Scientists propose novel method to synthesize atomic dispersed Cu-N-C catalyst

Non-noble metal nitrogen doped carbon material (M-N-C) catalysts are considered as potential alternatives for precious metals, due to their abundance, biocompatibility, environmental benign and high catalytic performance.

However, the current synthetic strategies for fabricating M-N-C catalysts via high-temperature pyrolysis unavoidably lead to a structural heterogeneity.

In order to obtain M-N-C with atomically dispersed active sites, a post-treatment is required to remove the inorganic metal-containing nanoparticles.
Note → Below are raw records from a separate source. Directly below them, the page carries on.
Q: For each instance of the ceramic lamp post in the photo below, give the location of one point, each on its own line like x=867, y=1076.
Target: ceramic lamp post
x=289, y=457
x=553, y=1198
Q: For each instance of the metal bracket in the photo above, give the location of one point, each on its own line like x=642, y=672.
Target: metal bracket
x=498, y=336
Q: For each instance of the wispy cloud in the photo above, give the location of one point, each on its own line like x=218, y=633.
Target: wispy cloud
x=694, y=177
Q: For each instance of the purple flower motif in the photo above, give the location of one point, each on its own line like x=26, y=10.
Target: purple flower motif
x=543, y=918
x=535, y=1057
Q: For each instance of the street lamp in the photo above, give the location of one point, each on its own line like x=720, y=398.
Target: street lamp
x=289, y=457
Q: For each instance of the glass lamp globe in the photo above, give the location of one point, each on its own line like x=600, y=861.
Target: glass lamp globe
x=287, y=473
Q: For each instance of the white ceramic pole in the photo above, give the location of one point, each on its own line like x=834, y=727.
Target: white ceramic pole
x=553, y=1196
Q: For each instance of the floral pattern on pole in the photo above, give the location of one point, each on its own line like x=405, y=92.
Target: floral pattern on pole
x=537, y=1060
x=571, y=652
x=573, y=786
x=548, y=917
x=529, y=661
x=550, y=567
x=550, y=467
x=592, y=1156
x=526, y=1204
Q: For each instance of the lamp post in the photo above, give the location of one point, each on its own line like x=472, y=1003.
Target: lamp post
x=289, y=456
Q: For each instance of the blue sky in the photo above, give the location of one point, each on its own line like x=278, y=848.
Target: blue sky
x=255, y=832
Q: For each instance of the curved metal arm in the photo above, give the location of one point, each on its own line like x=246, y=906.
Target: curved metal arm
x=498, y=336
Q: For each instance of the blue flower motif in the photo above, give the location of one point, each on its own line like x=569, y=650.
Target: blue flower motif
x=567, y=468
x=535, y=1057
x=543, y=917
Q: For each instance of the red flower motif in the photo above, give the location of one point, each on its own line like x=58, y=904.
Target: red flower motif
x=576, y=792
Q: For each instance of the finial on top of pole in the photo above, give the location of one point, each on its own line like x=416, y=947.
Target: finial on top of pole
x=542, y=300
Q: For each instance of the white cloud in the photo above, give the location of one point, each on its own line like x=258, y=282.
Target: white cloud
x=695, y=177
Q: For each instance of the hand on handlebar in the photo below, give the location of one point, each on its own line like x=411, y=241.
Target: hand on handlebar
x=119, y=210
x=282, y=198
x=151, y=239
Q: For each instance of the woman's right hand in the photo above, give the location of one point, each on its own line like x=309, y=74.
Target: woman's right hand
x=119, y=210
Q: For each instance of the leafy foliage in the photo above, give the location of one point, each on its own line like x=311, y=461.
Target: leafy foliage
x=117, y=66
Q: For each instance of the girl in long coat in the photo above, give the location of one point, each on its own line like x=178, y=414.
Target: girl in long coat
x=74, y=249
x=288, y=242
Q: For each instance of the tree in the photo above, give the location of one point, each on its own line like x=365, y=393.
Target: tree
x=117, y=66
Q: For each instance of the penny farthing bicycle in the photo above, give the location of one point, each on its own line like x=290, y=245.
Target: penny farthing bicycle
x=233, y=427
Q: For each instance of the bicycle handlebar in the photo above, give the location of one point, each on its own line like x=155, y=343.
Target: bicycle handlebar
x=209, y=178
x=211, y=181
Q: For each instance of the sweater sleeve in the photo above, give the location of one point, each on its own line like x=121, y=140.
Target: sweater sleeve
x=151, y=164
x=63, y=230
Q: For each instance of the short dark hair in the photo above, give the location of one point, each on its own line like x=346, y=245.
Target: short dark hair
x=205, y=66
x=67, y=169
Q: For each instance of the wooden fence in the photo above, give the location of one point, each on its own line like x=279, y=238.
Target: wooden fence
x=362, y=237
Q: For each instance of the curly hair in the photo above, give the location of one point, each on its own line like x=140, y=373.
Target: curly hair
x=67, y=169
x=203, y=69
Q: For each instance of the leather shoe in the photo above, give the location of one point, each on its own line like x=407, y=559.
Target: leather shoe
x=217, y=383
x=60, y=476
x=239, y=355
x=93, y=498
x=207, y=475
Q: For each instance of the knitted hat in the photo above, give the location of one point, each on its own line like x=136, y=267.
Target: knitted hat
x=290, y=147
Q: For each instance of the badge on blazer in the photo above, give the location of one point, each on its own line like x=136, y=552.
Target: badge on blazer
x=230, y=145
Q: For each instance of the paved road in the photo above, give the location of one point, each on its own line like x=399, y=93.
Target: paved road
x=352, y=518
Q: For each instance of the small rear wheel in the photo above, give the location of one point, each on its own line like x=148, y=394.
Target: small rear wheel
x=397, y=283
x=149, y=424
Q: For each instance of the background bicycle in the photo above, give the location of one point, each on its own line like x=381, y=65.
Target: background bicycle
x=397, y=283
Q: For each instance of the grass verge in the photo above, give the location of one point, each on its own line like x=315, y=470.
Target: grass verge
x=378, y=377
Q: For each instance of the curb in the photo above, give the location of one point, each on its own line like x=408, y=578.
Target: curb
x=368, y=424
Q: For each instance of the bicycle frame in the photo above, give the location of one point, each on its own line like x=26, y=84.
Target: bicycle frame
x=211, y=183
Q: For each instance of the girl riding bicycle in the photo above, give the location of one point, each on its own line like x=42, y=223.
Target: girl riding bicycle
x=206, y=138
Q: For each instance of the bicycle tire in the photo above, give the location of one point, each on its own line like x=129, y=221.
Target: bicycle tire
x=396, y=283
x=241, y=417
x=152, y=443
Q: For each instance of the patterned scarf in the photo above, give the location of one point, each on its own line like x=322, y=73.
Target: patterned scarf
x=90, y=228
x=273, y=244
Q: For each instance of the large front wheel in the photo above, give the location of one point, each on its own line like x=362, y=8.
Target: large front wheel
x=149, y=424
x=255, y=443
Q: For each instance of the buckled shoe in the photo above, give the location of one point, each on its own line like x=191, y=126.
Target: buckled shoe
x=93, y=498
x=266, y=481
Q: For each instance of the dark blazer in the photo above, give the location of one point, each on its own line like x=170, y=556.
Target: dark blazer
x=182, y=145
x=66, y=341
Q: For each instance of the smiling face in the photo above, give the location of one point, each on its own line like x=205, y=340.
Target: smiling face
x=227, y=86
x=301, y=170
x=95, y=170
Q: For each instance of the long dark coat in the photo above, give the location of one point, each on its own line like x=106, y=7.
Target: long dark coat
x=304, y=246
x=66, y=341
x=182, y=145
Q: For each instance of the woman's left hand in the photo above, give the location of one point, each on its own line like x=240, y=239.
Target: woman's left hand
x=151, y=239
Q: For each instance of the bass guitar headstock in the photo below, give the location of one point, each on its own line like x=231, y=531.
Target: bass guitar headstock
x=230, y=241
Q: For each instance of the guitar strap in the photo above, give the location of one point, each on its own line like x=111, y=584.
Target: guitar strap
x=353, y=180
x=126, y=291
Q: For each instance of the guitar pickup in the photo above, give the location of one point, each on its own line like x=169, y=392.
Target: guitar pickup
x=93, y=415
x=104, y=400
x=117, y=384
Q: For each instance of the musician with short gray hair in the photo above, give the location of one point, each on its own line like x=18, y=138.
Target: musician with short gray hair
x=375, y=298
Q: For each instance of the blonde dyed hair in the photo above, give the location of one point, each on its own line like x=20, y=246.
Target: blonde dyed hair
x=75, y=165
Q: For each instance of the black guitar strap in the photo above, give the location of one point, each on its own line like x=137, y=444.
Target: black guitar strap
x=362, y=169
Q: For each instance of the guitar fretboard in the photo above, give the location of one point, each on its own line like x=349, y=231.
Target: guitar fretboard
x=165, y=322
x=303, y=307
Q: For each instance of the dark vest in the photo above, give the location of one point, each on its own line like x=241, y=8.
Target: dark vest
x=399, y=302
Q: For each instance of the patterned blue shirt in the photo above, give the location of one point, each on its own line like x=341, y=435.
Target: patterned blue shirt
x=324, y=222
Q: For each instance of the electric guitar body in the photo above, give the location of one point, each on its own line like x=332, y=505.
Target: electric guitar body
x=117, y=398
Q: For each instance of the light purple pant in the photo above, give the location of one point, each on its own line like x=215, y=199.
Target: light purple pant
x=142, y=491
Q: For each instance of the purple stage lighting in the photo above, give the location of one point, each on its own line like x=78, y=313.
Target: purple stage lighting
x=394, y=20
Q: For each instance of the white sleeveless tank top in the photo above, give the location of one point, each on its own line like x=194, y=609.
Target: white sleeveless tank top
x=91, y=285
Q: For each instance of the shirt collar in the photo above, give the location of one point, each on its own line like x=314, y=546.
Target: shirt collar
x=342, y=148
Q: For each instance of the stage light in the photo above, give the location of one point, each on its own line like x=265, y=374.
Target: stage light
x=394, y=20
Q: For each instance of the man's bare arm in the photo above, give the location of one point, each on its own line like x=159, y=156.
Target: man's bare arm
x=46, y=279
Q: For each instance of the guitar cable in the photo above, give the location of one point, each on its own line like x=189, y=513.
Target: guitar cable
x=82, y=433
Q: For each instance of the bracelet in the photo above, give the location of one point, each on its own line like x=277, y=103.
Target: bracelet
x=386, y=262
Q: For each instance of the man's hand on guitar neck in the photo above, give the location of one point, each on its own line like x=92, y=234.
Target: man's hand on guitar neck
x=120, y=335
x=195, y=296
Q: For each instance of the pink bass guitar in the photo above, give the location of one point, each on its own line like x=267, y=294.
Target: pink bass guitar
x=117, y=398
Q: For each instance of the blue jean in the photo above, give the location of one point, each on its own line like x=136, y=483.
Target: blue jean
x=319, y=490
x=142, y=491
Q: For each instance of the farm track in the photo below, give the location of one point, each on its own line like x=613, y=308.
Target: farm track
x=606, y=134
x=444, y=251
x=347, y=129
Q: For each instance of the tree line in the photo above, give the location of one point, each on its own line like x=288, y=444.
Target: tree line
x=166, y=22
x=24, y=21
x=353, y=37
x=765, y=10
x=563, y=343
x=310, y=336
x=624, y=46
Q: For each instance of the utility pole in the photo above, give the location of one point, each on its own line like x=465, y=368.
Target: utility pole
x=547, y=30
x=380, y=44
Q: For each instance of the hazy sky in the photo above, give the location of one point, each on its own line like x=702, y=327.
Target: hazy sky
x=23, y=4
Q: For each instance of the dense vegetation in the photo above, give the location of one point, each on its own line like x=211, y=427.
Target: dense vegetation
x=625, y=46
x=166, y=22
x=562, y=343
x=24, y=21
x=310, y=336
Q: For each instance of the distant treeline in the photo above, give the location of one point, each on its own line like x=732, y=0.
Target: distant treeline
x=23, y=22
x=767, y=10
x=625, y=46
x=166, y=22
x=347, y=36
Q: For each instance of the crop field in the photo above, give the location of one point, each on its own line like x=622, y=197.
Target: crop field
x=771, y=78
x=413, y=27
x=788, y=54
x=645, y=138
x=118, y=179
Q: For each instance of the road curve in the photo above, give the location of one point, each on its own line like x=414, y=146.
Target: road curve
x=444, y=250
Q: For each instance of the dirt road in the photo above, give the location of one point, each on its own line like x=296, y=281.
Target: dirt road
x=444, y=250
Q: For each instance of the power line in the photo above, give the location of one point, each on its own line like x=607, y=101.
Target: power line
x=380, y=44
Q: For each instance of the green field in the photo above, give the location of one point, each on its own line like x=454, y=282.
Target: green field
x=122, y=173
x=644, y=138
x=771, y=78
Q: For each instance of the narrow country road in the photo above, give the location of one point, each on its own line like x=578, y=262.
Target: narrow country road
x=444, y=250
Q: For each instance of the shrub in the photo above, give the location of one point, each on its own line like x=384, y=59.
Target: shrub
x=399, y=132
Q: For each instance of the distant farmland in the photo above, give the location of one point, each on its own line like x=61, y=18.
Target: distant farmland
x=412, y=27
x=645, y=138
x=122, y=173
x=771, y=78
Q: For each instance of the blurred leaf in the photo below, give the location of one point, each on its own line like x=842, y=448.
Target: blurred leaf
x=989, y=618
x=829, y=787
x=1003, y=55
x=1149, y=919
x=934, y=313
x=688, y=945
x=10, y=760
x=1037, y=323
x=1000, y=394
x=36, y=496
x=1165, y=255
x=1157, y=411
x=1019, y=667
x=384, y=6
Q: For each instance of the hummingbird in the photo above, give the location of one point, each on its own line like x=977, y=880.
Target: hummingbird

This makes the whole synthesis complicated and environmentally unfriendly, and even damages the structure of M-Nx site.

Recently, a research team led by Prof. YANG Yong from the Qingdao Institute of Bioenergy and Bioprocess Technology (QIBEBT) of the Chinese Academy of Sciences has developed a simple, economical and efficient high-temperature pyrolysis synthetic method. The study was published in ACS Applied Materials & Interfaces.

Using environmentally friendly biochar and inexpensive Cu (NO₃)₂ as the raw materials without post-treatment process, scientists have synthesized the atomic dispersed Cu-N-C catalyst. The atomic dispersion of coordinatively unsaturated Cu-N₂ sites is on biomass-derived hierarchically N-doped porous carbon with high specific surface area.

"This catalyst exhibits outstanding catalytic performance for Glaser-Hay coupling of terminal alkynes under base-free, ligand-free conditions by using air as oxidant," said REN Peng, a postgraduate student from QIBEBT and first author of the study.

This protocol has addressed the poor selectivity issue in the synthesis of asymmetric 1,3-diyens, it's an important advancement to the field, commented by the peer reviewers.

Experimental results and theoretical calculations revealed that the low N coordination number of single-atom Cu sites in Cu-N₂ exhibited a preferential adsorption to terminal alkyne; meanwhile, the adjacent pyridinic N sites on the carbon matrix facilitated the deprotonation of the adsorbed alkyne to generate the key intermediate species, thus synergistically boosting the reaction.

This work not only provides an alternative facile synthetic strategy for fabricating atomically dispersed M-N-C catalysts, but also represents a significant advance for accessing (un)symmetrical 1,3-diynes from Glaser-Hay coupling.